PALEMBANG — DPC PDI Perjuangan Kota Palembang resmi meluncurkan program Dapur Marhaen sebagai gerakan sosial kerakyatan di Kelurahan 20 Ilir, Kamis (14/5/2026). Peresmian dilakukan langsung oleh Ketua DPC, Ayu Nur Suri, didampingi jajaran pengurus partai, anggota Fraksi PDI Perjuangan DPRD Kota Palembang, serta pengurus PAC, ranting, dan sayap partai.
Ketua RW 06, Ketua RT 18, RT 19A, dan RT 20 turut hadir bersama ratusan warga yang antusias mengikuti kegiatan tersebut. Dapur Marhaen menyediakan makanan siap santap bagi masyarakat sekitar sebagai bentuk kepedulian partai terhadap wong cilik.
Bukan Sekadar Kegiatan Seremonial
Ayu Nur Suri menegaskan bahwa Dapur Marhaen merupakan gerakan konkret partai untuk hadir langsung membantu masyarakat yang membutuhkan. “Dapur Marhaen ini bukan hanya simbol kegiatan sosial biasa, tetapi gerakan nyata partai untuk hadir di tengah rakyat,” ujarnya.
Ia menambahkan, PDI Perjuangan harus menjadi rumah perjuangan bagi wong cilik dengan memperkuat solidaritas sosial di tengah kehidupan masyarakat. “Semangat kebersamaan dan gotong royong menjadi kekuatan utama dalam membangun kepedulian sosial di Kota Palembang,” kata Ayu.
Rencana Ekspansi ke Seluruh Kelurahan
Program Dapur Marhaen tidak akan berhenti di satu lokasi.
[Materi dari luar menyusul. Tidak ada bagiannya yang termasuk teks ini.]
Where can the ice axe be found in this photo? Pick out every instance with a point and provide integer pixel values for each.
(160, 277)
Ayu menyebut kegiatan ini akan diperluas hingga ke seluruh kelurahan di Kota Palembang melalui keterlibatan pengurus, kader, PAC, ranting, hingga masyarakat umum. “Ke depan Dapur Marhaen akan hadir di setiap kelurahan sebagai gerakan bersama kader PDI Perjuangan untuk terus dekat dan hadir bersama rakyat,” tegasnya.
DPC PDI Perjuangan Kota Palembang juga berencana membuka pelayanan pemeriksaan kesehatan dan pengobatan gratis bagi masyarakat kurang mampu yang belum tersentuh program pemerintah. “Kami ingin memastikan masyarakat kecil mendapatkan perhatian, termasuk dalam bidang kesehatan,” ucap Ayu.
Apresiasi untuk Kader dan Relawan
Dalam kesempatan itu, Ayu Nur Suri menyampaikan apresiasi kepada seluruh pihak yang mendukung kegiatan Dapur Marhaen, mulai dari kader, relawan, tokoh masyarakat, hingga warga setempat. “Semoga semangat kepedulian dan gotong royong ini terus tumbuh menjadi gerakan sosial yang berkelanjutan di Kota Palembang,” tandasnya.